3° La conception personnaliste est seule capable d’édifier un monde culturel, économique et social qu’anime un risque permanent, essentiel. L’État marxiste idéal ne laisse subsister que les risques accidentels ; il réduit l’aventure humaine à un déroulement indéfini de changements, justiciables tout au plus de la statistique.
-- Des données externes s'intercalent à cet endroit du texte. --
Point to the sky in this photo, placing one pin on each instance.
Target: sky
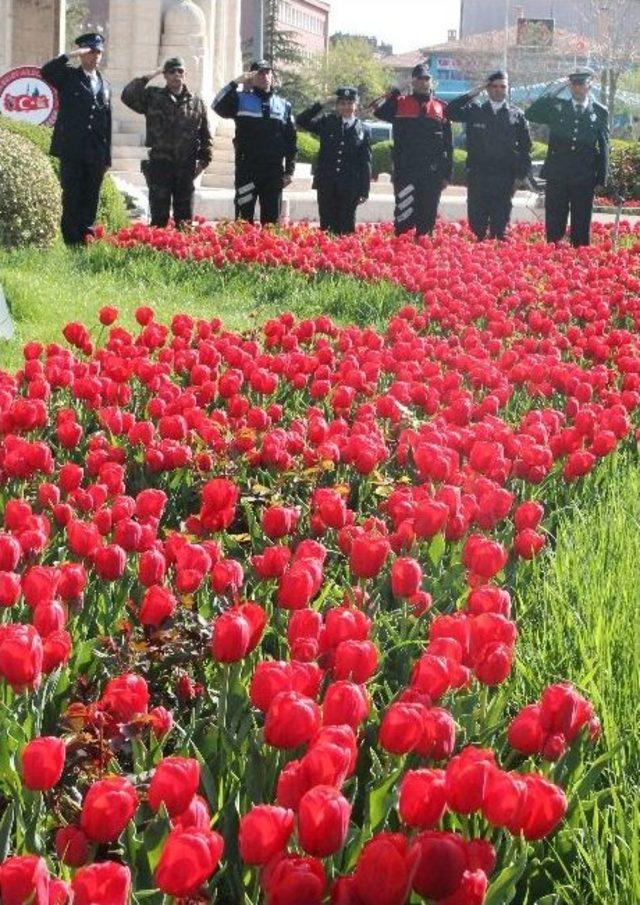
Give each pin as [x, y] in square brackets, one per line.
[407, 24]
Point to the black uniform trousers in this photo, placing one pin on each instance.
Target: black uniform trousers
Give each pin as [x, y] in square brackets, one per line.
[170, 185]
[564, 196]
[337, 205]
[263, 184]
[489, 203]
[80, 180]
[417, 200]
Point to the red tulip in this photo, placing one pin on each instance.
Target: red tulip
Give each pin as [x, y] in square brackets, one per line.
[43, 763]
[368, 555]
[24, 878]
[323, 821]
[158, 605]
[385, 870]
[406, 577]
[423, 798]
[189, 858]
[105, 883]
[264, 832]
[125, 697]
[72, 846]
[291, 880]
[292, 720]
[174, 783]
[21, 656]
[107, 808]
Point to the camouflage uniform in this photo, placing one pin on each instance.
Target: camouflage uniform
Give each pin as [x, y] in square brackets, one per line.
[179, 138]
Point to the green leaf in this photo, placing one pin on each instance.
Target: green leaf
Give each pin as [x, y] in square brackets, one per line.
[6, 826]
[436, 549]
[379, 800]
[154, 838]
[503, 888]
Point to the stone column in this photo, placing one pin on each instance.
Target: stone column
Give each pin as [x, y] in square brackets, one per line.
[35, 32]
[134, 39]
[184, 34]
[6, 17]
[227, 52]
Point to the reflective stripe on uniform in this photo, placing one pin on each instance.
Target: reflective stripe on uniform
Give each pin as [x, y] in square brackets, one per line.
[222, 93]
[405, 215]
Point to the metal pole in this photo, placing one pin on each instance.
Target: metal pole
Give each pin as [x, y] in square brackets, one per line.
[259, 30]
[505, 56]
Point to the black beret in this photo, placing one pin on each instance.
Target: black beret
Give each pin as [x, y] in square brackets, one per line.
[173, 63]
[581, 75]
[92, 39]
[346, 93]
[421, 71]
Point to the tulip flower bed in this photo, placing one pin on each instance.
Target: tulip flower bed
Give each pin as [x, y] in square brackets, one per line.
[257, 633]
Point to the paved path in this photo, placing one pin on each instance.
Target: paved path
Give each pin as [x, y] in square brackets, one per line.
[301, 204]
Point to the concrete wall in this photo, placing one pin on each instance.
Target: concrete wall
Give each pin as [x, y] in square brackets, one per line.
[477, 16]
[37, 31]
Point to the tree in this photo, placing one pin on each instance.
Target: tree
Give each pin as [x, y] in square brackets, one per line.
[349, 61]
[75, 16]
[615, 49]
[280, 45]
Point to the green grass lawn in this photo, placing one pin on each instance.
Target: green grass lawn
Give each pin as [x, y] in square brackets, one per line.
[47, 289]
[577, 605]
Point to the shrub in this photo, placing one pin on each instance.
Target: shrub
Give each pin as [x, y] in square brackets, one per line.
[382, 158]
[459, 167]
[624, 174]
[308, 147]
[29, 194]
[112, 210]
[539, 150]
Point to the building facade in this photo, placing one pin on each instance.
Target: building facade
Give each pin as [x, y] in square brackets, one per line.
[577, 16]
[31, 31]
[306, 21]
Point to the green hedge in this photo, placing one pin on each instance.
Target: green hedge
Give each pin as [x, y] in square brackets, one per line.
[308, 147]
[624, 174]
[29, 194]
[383, 160]
[112, 210]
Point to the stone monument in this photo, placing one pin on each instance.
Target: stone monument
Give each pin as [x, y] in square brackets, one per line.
[141, 35]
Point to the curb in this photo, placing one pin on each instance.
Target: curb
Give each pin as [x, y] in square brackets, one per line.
[6, 323]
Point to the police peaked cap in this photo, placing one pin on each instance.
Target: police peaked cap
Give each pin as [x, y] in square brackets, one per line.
[345, 93]
[581, 75]
[421, 71]
[92, 40]
[173, 63]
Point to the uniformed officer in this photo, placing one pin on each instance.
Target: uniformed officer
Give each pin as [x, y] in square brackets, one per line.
[82, 134]
[498, 154]
[422, 152]
[178, 137]
[343, 172]
[578, 156]
[265, 141]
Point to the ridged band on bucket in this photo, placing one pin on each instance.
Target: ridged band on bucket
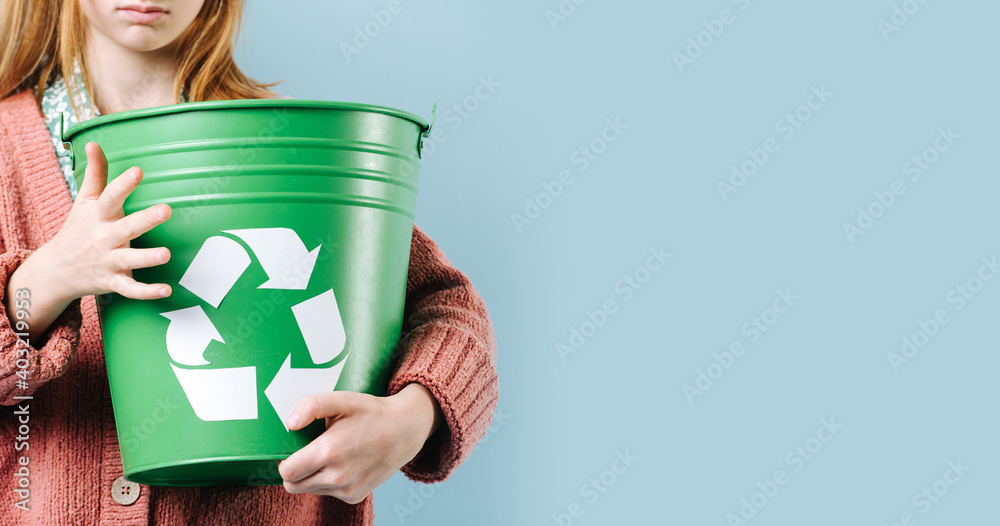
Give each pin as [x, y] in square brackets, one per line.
[289, 241]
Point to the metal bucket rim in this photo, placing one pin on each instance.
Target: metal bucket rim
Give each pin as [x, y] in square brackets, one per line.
[240, 104]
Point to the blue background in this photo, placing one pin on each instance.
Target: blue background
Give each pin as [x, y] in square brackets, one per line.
[826, 357]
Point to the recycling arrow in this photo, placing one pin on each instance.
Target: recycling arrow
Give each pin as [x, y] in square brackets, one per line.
[290, 386]
[282, 254]
[189, 334]
[231, 393]
[216, 267]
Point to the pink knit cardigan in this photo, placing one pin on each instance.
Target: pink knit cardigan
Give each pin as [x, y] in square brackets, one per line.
[448, 346]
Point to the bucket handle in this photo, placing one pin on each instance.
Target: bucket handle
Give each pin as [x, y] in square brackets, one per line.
[426, 132]
[66, 144]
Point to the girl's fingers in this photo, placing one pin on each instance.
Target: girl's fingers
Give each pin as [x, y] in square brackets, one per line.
[95, 178]
[130, 288]
[138, 223]
[132, 258]
[113, 197]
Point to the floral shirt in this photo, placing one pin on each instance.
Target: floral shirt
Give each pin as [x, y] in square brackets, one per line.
[55, 107]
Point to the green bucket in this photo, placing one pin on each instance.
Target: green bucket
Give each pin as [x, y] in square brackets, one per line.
[289, 242]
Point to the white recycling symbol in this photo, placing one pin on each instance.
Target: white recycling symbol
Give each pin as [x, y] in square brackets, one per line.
[231, 393]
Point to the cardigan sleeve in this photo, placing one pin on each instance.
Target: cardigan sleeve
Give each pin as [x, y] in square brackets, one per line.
[448, 346]
[39, 363]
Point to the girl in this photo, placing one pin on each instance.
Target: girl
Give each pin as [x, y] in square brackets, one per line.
[81, 58]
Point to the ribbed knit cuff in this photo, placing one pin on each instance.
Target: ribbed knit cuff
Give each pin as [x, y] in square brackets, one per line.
[453, 365]
[58, 343]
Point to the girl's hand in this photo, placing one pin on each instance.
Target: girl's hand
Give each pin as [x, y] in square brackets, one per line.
[367, 440]
[92, 248]
[90, 254]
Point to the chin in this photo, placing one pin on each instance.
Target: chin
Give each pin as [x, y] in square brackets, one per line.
[141, 39]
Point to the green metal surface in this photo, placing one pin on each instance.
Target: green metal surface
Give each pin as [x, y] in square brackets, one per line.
[343, 177]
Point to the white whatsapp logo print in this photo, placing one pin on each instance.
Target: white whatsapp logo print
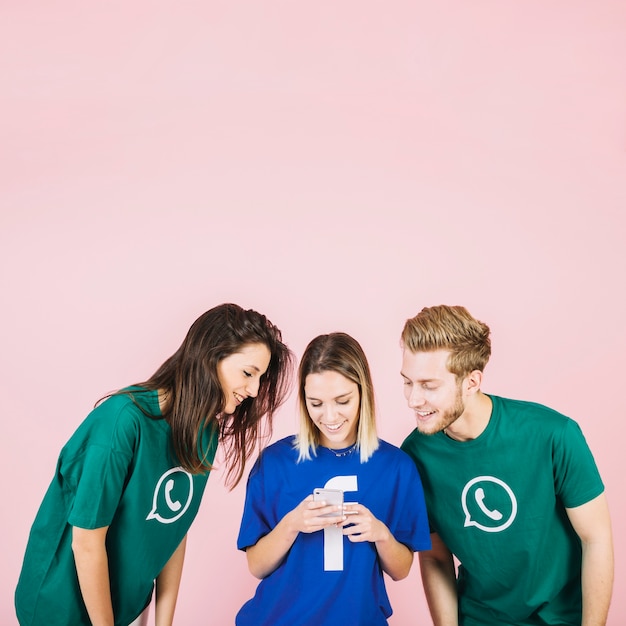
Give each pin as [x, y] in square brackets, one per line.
[492, 518]
[175, 485]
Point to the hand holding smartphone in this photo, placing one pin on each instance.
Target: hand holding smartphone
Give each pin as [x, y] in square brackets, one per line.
[332, 497]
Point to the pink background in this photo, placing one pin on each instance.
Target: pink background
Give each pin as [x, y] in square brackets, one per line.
[335, 165]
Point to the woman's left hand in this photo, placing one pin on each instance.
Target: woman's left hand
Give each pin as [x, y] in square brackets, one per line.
[361, 525]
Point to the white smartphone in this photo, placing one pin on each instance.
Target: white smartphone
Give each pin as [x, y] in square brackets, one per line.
[331, 497]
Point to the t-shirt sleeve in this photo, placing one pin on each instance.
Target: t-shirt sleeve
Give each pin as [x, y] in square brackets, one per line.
[408, 520]
[95, 474]
[576, 476]
[255, 522]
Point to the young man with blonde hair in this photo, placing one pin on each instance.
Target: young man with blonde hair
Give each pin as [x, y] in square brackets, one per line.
[512, 490]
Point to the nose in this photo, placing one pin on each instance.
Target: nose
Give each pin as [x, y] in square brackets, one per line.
[416, 397]
[330, 413]
[252, 388]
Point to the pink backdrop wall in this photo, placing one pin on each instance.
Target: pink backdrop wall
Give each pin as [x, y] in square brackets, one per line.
[335, 165]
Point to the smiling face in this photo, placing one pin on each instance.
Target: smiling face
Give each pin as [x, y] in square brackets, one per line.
[431, 390]
[240, 374]
[332, 401]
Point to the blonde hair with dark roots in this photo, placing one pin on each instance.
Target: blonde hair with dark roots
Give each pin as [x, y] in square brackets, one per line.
[450, 328]
[337, 352]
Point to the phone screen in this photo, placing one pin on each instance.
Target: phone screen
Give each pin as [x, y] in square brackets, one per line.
[331, 497]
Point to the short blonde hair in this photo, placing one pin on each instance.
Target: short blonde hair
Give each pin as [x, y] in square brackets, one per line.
[337, 352]
[450, 328]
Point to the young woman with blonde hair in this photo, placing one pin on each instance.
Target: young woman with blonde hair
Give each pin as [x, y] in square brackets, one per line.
[321, 563]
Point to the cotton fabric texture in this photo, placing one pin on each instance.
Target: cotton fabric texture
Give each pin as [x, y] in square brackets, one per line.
[498, 503]
[117, 470]
[300, 592]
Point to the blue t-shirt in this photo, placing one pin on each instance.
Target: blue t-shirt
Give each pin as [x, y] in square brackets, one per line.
[305, 589]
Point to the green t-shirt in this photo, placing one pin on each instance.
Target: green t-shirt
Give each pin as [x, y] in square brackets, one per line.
[118, 470]
[498, 503]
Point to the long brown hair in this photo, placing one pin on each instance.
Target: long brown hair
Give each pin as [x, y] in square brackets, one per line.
[194, 398]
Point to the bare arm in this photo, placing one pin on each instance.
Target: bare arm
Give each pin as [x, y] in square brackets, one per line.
[167, 585]
[92, 568]
[439, 580]
[269, 551]
[395, 558]
[592, 523]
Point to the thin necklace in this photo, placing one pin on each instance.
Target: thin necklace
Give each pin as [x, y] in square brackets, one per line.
[345, 452]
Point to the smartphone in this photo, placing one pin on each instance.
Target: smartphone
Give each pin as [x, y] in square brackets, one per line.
[331, 497]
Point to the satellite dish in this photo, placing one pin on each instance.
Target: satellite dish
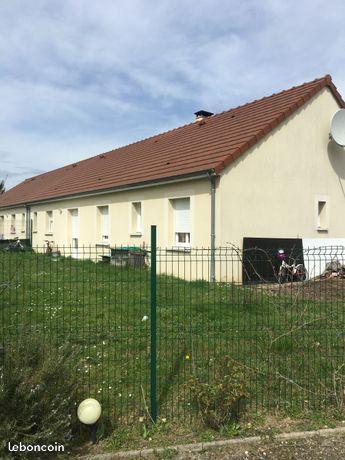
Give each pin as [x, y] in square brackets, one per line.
[338, 127]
Mais les marxistes répugnent à nous suivre sur ce terrain. Suivons-les donc sur le leur. Ils opposent à nos « rêveries » l’action. Qu’appellent-ils l’action ? Est-ce un opportunisme purement tactique, d’allure électorale ? « Toutes les tentatives qui ne se fondent pas sur la classe révolutionnaire ne comportent pas de points d’application », écrit Nizan. Voilà bien la suprême « évasion » de nos intellectuels, même marxistes. Abdication de la pensée entre les mains du prolétaire qui, justement, avait besoin d’être conduit par la pensée de quelques-uns58 ! [p. 168] Mais ce sont les « rêveries » des « penseurs » qui ont fait toutes les révolutions ! Lénine réussit une révolution d’intellectuels dans un pays qui compte à cette époque moins de 3 millions d’ouvriers sur une population de 160 millions, et où la bourgeoisie existe à peine en tant que classe, d’ailleurs brimée. En février 1917, les bolchévistes sont 200. En octobre, ils s’emparent du pouvoir sur toutes les Russies. En 1932 le parti ne compte encore que deux millions de membres, sévèrement contrôlés.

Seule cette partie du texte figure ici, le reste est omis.